Dari seluruh kasus yang pernah terjadi kejahatan yang dilakukan oleh oknum pejabat atau pimpinan pada umumnya menimbulkan kerugian yang tinggi, coritohnya adalah kasus Bank Perkembangan Asia (BPA), Bank Duta dan Bank Umum Majapahit Jaya (BUMJ). Kasus PT. BAR bermula pada perbuatan yang dilakukan oleh komisaris, Direktur Kredit, Direktur Operasional yang menyebabkan PT. BAR dilikuidasi oleh Menteri keuangan Tanggal 1 Nopember 1997 sehingga esoknya bank inidinyatakan ditutup. Berdasarkan penelitian yang dilakukan ada berbagai tindak kejahatan yang dilakukan oleh- pimpinan PT. BAR dan dibantu teman-temannya. Modus operandi kejahatan yang dilakukan adalah memberikan kredit memberikan batas yang telah ditentukan. Oleh Undang-undang Perbankan yaitu 10% dari modal bank kepada debitur terkait dan 24% dari modal bank untuk debitur tidak terkait.
Tindak kejahatan yang dilakukan oleh HENRY LIEM dkk. ini tergolong white collar crime yaitu kejahatan yang dilakukan oleh orang berstatus sosial tinggi dalam lingkup jabatannya. White collar crime merupakan kejahatan berdimensi baru dalam arti berbeda dengan kejahatan tradisional. Perbedaan tersebut misalnya dalam hal modus operandi, pelaku, tiadanya penggunaan kekerasan, aspek kerugian dan lainnya yang pada intinya lebih merugikan dan canggih dari pada kejahatan tradisional (perampokan, pencurian, penodongan dan sebaginya). White Collar Crime dalam perbankan seringkali sulit dibuktikan dan kalu terbukti membutuhkan waktu relatif lama, karena dilakukan dalam tugas operasional sehari-hari.
Di dalam kasus PT BAR kerugian yang ditimbulkan adalah sebesar Rp 110.660.000.000,- Dilihat dari modus operandinya kasus ini dengan melebihi Batas Maksimum Pemberian Kredit (BMPK) yang telah melebihi modal disetor pemilik bank tersebut.
Penelitian ini bersifat deskriminatif analisis dengan menggunakan pendekatan kualitatif yaitu suatu pendekatan yang berusaha merinci suatu fenomena secara mendalam melalui wawancara dengan nara sumber dan meneliti Berita Acara Pemeriksaan.

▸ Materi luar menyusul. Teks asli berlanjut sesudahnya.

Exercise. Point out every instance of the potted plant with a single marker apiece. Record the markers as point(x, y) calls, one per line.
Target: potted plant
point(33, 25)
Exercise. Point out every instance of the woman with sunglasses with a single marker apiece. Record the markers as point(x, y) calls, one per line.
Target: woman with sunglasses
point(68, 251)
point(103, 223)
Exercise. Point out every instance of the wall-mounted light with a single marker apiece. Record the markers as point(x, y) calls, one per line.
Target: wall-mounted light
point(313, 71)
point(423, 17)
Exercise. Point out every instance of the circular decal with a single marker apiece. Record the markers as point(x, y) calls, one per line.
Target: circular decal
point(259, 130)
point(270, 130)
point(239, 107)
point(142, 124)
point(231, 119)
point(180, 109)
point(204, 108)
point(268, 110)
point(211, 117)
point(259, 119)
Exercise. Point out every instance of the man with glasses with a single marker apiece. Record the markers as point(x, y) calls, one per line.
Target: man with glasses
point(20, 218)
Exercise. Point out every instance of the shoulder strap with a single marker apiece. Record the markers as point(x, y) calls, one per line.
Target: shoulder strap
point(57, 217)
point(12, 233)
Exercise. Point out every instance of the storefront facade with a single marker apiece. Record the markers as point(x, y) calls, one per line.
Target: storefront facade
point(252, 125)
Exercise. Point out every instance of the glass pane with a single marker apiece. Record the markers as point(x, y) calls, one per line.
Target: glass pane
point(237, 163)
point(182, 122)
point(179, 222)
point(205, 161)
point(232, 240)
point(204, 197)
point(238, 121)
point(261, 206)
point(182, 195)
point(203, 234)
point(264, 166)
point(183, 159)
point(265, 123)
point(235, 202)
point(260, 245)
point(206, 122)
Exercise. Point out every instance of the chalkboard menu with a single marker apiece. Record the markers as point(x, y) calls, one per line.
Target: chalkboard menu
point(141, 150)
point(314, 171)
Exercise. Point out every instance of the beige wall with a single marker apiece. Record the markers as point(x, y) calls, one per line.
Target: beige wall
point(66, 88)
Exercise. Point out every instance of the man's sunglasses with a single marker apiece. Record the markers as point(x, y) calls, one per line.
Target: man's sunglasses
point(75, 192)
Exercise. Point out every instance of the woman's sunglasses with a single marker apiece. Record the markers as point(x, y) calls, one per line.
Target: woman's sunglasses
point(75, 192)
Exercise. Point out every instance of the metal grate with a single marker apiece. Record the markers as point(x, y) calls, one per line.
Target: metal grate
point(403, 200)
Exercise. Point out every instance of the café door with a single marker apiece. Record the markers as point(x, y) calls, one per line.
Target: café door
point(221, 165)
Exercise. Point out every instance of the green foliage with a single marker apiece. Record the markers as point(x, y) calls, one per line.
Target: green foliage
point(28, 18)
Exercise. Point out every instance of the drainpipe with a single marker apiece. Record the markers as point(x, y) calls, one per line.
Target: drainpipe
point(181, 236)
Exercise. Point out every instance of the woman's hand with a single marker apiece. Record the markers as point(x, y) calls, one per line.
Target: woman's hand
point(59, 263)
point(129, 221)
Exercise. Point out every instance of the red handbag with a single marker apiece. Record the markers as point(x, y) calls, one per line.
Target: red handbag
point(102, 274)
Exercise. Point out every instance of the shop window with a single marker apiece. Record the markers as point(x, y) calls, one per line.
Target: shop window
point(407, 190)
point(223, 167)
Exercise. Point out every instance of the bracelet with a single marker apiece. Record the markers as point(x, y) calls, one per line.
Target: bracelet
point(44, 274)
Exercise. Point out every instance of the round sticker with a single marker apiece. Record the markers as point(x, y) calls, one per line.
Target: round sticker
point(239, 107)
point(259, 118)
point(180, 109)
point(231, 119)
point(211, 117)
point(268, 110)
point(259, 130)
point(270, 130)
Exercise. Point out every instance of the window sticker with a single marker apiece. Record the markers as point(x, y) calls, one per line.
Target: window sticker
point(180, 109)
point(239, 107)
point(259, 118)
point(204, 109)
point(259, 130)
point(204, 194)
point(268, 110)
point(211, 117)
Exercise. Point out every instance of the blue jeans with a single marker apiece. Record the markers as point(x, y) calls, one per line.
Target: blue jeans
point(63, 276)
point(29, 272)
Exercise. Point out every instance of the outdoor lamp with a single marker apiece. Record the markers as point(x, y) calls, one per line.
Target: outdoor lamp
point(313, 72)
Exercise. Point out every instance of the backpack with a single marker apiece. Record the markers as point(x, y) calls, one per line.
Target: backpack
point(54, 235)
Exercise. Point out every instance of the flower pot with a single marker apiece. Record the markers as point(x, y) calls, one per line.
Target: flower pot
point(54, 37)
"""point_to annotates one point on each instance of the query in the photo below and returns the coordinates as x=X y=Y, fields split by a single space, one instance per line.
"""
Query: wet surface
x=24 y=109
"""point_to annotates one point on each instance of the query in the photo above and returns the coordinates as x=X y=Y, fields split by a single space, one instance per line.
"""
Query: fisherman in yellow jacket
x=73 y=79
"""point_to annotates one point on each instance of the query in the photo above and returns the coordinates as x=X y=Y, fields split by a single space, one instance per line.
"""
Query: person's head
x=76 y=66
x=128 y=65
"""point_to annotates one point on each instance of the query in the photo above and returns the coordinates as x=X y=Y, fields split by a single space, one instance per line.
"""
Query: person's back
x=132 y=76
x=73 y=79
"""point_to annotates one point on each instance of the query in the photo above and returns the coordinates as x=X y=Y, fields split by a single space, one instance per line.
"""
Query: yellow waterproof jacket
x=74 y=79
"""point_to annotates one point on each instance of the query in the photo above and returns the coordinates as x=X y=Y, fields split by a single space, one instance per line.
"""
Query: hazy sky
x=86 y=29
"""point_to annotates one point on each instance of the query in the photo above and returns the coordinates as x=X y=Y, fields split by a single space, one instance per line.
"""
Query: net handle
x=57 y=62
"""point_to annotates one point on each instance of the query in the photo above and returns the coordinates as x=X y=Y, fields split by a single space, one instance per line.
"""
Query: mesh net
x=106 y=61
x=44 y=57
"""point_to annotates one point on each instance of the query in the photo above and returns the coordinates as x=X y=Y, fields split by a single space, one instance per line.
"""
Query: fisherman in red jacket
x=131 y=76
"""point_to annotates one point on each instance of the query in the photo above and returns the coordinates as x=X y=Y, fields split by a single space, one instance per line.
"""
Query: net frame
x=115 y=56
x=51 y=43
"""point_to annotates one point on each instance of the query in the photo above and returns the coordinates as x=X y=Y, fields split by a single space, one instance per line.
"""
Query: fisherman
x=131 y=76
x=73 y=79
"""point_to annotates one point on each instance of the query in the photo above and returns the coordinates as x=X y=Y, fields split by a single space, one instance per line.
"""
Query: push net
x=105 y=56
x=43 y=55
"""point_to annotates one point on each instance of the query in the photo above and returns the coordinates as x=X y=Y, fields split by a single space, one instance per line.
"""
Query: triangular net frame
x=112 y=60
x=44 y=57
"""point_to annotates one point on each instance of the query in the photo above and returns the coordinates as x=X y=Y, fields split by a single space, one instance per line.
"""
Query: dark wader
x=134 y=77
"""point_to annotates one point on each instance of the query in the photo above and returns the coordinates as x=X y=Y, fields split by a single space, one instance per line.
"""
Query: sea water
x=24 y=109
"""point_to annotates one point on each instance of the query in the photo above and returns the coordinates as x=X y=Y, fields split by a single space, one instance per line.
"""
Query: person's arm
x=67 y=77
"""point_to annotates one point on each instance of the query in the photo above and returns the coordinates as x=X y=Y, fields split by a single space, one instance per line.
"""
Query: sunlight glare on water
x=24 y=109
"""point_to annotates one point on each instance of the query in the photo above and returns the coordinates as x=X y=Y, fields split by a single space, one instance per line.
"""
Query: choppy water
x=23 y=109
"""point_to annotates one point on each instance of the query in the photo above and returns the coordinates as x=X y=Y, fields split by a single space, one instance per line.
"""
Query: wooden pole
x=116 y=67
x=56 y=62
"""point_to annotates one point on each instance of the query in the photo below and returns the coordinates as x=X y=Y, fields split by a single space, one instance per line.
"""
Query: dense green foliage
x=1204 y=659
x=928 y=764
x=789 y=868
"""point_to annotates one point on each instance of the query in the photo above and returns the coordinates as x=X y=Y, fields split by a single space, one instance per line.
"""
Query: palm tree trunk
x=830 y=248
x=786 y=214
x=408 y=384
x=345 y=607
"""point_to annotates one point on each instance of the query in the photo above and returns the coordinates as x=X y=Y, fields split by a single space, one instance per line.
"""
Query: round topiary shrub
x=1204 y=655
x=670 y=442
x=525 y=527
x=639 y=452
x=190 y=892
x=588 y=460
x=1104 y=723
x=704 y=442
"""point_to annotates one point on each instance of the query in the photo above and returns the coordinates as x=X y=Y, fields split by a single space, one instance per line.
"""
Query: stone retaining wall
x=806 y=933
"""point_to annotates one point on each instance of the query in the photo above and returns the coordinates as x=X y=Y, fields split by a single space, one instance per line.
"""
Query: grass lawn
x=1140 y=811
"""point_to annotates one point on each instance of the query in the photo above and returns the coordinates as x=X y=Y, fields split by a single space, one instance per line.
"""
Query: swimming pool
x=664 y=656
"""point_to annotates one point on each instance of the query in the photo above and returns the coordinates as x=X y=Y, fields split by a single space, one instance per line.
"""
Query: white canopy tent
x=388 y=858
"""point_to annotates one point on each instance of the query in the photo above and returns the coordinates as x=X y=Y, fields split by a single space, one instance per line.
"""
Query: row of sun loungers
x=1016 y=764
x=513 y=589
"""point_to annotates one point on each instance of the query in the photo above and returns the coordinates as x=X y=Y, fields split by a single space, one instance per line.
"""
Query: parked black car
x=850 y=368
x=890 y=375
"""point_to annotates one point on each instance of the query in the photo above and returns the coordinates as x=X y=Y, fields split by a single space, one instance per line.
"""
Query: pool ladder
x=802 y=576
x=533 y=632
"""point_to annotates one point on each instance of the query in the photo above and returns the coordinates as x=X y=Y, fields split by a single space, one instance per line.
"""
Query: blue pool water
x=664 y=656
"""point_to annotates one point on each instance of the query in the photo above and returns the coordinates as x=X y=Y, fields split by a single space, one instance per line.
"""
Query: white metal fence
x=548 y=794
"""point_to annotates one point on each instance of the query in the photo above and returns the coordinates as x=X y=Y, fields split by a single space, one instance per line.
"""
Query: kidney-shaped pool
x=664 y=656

Penelitian ini ditandai oleh suatu usaha menggambarkan kenyataan atau kasus empiric, informasi-informasi yang didapat baik melalui studi kepustakaan, studi lapangan dan wawancara terhadap nara sumber yang kemudian data-data tersebut diolah sehingga dapat menjawab permasalahan.